Es fiel Kessing am Wochenende nicht gerade schwer, souverän durch den 49. Verbandstag des DLV zu leiten, zumindest auf der Vorderbühne. Die Kooperation mit den Landesverbänden habe sich "deutlich" verbessert, bilanzierte er - ein kleiner Gruß an Vorgänger Clemens Prokop. Ansonsten habe er eingelöst, was er bei seinem Antritt vor vier Jahren versprochen hatte: das Bewährte bewahren. TV-Partner und Sponsoren etwa, auch wirtschaftlich käme man "gut über die Runden". Keine Spur von Existenzängsten wie in anderen Verbänden; für das aktuelle Jahr erwarte man ein Minus von 200 000 Euro, für 2020 sogar einen Gewinn von 500 000 Euro. Jochen Schweitzer, seit vier Jahren Vizepräsident im Ressort Wirtschaft/Finanzen, begründete das mit ausgefallenen Meisterschaften, weniger Dienstreisen und schärferen Controlling-Werkzeugen, mit denen man die Kostenströme mittlerweile besser überwachen könne (was freilich impliziert, dass das vorher nicht immer so war). Der Erdinger Schweitzer, 39, ist mittlerweile nicht nur national, sondern auch international auffallend gut vernetzt - am Wochenende wurde er mit nur einer Gegenstimme im Amt bestätigt.

Alles in allem stellte Kessing seinem Präsidium ein "sehr erfolgreiches" Prädikat aus - auch wenn sich im Verband Stimmen halten, die sich vom Oberbürgermeister von Bietigheim-Bissingen noch ein wenig mehr Engagement wünschen. An der digitalen Wahlurne schlug sich das aber nicht nieder, da schnitt Kessing sogar um zwei Prozentpunkte besser ab als vor vier Jahren.

Die Hauptamtlichen haben im Verband jetzt noch mehr Einfluss - langweilig wird ihnen so oder so nicht werden

Kessing schadet es wohl auch nicht, dass sein Verband jetzt einen nicht unerheblichen Kurswechsel besiegelte. Künftig lenkt ein dreiköpfiger, hauptamtlicher Vorstand die Geschäfte, dem Präsidenten fällt da eher eine zeremonielle Rolle zu. Seine Vizepräsidenten fungieren dann vor allem als Aufsichtsräte, statt etwa selbst Haushaltspläne aufzustellen. Statt des Verbandstags, der alle vier Jahre rund 170 Delegierte versammelte, tagt nun eine Mitgliederversammlung zwei Mal im Jahr, mit ehrenamtlichen Präsidium, Vorstand und je zwei Vertretern aus 20 Landesverbänden. Eine schlankere, professionellere Struktur also, die vielerorts Usus ist, vielerorts aber halt auch nicht - die deutschen Schwimmer können womöglich einiges davon erzählen.

Langweilig wird es den neuen Gremien so oder so nicht. Allein Hartmut Grothkopp, am Wochenende als Vizepräsident des Ressorts Leistungssport bestätigt, sprach von einem "enormen Feld an Aufgaben": Trainingslager und Wettkämpfe, die vor den Tokio-Spielen immer wieder ins Wackeln geraten, oder die prekäre Situation der Trainer, für die man sich um bessere Verträge bemühen wolle. Manche Probleme waren zuletzt allerdings auch hausgemacht: Alexander Stolpe, im Sommer 2019 als neuer Chef-Bundestrainer vereidigt, war den Posten ein halbes Jahr später wieder los.

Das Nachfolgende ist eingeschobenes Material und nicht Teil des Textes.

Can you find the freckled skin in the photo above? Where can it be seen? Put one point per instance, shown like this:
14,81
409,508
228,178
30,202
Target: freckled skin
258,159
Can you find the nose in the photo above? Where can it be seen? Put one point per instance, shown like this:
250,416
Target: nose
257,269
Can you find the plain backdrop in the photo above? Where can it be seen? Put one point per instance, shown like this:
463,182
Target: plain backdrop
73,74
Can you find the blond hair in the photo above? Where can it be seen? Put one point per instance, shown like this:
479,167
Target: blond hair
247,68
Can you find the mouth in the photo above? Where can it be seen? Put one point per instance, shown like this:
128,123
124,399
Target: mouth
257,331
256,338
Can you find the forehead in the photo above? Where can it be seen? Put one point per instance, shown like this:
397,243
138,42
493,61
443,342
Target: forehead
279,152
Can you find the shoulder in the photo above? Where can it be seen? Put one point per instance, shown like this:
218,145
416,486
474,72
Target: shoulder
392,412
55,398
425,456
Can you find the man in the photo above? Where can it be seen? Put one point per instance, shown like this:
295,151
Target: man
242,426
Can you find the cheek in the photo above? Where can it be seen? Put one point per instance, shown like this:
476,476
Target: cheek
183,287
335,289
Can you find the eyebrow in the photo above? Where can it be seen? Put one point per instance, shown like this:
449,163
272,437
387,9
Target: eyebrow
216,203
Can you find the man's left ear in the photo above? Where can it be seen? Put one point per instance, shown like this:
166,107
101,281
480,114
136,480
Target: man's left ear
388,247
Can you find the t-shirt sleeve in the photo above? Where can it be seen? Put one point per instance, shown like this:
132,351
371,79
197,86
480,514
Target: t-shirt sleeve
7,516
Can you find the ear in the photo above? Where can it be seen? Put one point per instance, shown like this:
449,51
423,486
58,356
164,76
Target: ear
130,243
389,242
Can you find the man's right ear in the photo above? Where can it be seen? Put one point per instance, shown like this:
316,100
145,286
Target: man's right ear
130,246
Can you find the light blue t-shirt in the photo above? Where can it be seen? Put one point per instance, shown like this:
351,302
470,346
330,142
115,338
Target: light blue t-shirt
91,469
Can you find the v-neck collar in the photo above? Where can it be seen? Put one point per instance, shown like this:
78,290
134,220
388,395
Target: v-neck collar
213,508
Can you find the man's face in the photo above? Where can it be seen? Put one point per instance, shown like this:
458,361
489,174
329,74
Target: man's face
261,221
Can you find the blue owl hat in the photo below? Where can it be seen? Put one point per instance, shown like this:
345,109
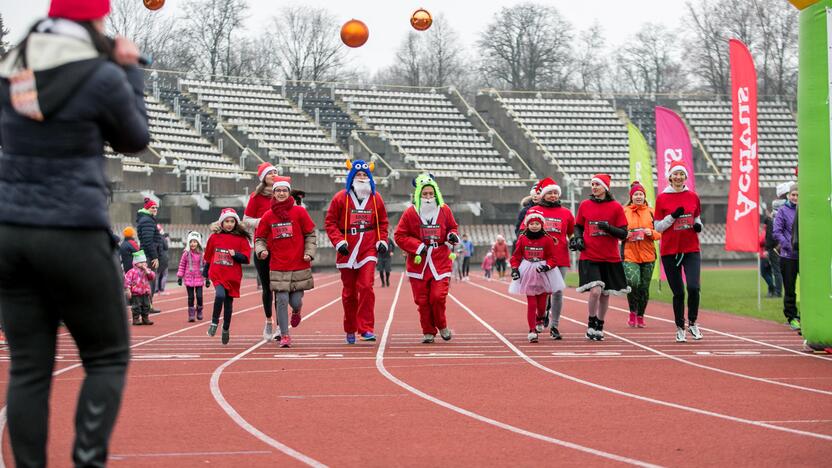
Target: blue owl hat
360,166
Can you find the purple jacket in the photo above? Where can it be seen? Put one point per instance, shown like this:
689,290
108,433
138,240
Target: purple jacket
782,232
190,268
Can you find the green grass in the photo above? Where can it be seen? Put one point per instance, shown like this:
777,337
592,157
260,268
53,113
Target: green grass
728,290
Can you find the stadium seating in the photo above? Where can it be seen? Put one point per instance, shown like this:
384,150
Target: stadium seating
432,134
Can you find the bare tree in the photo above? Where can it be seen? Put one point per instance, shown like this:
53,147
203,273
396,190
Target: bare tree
305,40
590,63
527,47
209,28
649,63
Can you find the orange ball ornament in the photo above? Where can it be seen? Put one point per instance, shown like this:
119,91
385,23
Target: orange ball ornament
154,4
421,19
354,33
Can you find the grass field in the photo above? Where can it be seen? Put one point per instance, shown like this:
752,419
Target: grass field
728,290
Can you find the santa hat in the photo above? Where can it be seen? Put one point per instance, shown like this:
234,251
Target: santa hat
534,215
678,167
604,179
357,166
263,170
139,257
79,10
548,185
281,181
420,182
228,213
636,187
193,235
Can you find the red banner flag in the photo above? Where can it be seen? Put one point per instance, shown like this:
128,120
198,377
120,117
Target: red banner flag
743,220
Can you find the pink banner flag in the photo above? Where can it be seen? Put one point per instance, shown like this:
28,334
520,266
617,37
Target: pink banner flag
743,219
672,146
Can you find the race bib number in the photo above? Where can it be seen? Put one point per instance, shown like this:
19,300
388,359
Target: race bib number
360,218
636,235
430,233
533,254
553,225
683,223
595,231
282,230
222,257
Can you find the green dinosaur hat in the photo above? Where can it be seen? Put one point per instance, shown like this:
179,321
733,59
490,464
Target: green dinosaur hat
420,182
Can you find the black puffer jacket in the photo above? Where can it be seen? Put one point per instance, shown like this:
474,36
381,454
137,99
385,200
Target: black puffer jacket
52,172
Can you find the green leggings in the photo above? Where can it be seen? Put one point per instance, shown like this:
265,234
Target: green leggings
638,279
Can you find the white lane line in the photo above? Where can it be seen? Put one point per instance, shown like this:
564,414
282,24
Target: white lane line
383,370
75,366
240,421
685,361
632,395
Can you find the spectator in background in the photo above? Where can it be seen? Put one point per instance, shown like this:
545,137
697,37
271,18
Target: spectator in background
58,254
128,247
789,265
466,256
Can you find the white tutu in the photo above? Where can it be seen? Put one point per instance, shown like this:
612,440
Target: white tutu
533,283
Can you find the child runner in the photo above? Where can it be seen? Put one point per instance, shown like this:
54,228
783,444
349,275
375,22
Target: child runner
677,215
286,236
533,271
226,251
599,225
639,253
426,231
190,272
137,288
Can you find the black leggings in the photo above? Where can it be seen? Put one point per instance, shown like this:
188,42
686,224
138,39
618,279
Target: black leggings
673,265
194,290
37,291
262,267
222,300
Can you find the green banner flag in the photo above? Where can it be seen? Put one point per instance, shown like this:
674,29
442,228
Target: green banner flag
642,171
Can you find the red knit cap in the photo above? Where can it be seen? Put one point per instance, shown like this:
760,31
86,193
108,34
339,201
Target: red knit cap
79,10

Und sonst? Kessing räumte ein, dass die Leichtathletik im Schulsport "an Boden verloren" habe, auch die DLV-Mitgliederzahlen sanken zuletzt um 17 000 auf 798 000 - bei seinem Amtsantritt hatte Kessing noch die Eine-Millionen-Marke angepeilt. Mara Konjer, die neue Vizepräsidentin im frisch geschaffenen Ressort Sportentwicklung, habilitiert an der Universität Münster passenderweise auch zu manch drängendem Thema, wie Mitgliederentwicklung und Schulsport.

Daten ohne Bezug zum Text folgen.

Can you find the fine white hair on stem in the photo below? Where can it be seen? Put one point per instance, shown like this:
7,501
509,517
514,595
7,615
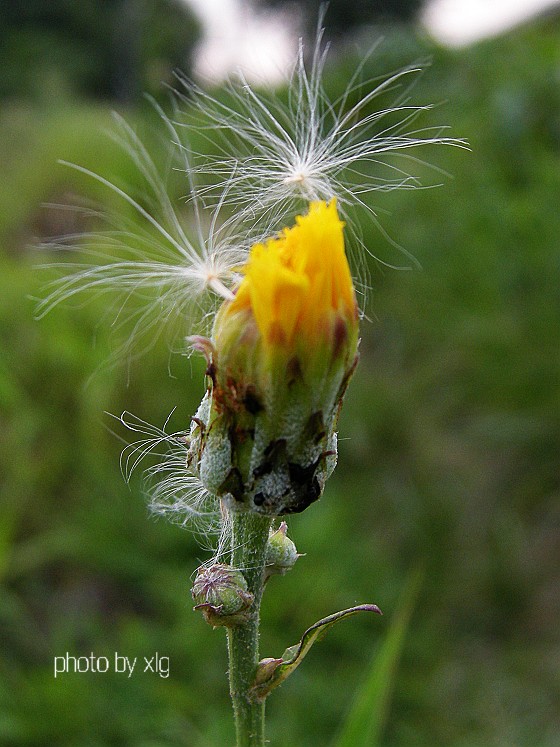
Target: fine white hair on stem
275,155
174,491
175,263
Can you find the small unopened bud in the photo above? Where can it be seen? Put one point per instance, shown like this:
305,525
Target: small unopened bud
221,594
281,553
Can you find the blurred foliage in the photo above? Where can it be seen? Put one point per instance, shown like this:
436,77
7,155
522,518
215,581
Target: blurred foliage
111,49
343,17
448,456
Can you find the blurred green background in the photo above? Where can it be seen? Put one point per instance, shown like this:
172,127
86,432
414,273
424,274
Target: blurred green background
450,433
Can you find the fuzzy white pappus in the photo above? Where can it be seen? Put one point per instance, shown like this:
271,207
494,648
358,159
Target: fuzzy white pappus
276,153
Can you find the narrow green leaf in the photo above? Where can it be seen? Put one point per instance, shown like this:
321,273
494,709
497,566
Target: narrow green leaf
271,672
368,714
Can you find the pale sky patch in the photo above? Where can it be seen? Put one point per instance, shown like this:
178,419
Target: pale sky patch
461,22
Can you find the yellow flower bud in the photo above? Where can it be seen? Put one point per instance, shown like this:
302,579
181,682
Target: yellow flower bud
282,353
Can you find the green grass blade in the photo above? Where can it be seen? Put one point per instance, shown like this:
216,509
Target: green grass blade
368,713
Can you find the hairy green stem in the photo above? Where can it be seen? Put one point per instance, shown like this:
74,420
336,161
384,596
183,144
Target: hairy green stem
249,537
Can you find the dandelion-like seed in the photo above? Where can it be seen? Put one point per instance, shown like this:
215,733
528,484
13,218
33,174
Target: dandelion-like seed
178,263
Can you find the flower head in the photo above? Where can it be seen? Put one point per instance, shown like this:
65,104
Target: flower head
279,361
298,285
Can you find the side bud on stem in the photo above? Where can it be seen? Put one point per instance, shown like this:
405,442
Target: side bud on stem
281,553
221,594
281,356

Man wolle sich auch, so Kessing, nach der EM im kommenden Jahr in München wieder um Großveranstaltungen bemühen. Eine vollwertige WM ist dem Vernehmen nach aber fürs Erste kein Thema, schon eher eine Halbmarathon-WM oder eine Nachwuchs-EM, für jene Zielgruppe also, in der sie im DLV nach wie vor viele Begabungen verlieren. Und noch eine Baustelle: Seit Helmut Digels Abtritt vor sechs Jahren stellt der DLV im Council des Weltverbands keinen Vertreter, Kessing war vor zwei Jahren mit seiner Bewerbung klar gescheitert. Demnächst wird er es wohl im Rat des Europaverbandes EAA probieren, dort, wo der kürzlich verstorbene Frank Hensel über Jahre eine starke deutsche Präsenz war.

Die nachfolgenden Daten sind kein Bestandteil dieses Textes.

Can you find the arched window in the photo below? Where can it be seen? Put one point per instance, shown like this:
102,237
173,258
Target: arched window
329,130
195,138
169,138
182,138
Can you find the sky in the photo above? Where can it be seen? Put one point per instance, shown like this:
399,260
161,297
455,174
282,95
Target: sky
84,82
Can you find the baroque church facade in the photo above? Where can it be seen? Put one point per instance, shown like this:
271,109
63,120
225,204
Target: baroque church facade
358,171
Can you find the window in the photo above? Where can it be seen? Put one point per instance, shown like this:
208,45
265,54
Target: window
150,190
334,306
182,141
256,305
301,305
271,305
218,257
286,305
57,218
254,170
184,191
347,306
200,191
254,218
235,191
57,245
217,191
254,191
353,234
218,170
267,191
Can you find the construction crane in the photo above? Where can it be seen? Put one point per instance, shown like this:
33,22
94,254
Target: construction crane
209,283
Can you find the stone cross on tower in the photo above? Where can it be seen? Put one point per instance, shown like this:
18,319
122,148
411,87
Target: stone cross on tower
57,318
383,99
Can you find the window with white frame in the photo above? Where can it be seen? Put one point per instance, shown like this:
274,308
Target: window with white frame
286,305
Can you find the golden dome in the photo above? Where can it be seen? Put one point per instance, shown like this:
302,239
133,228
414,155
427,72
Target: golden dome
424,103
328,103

Kessing rückte am Wochenende aber erst mal noch das nahende Großevent in den Fokus: Er setzte einen "kräftigen Appell" an die Politik ab, die deutschen Olympiakandidaten für die Spiele in Tokio bald zu impfen - sonst werde deren Vorbereitung noch empfindlicher gestört als ohnehin.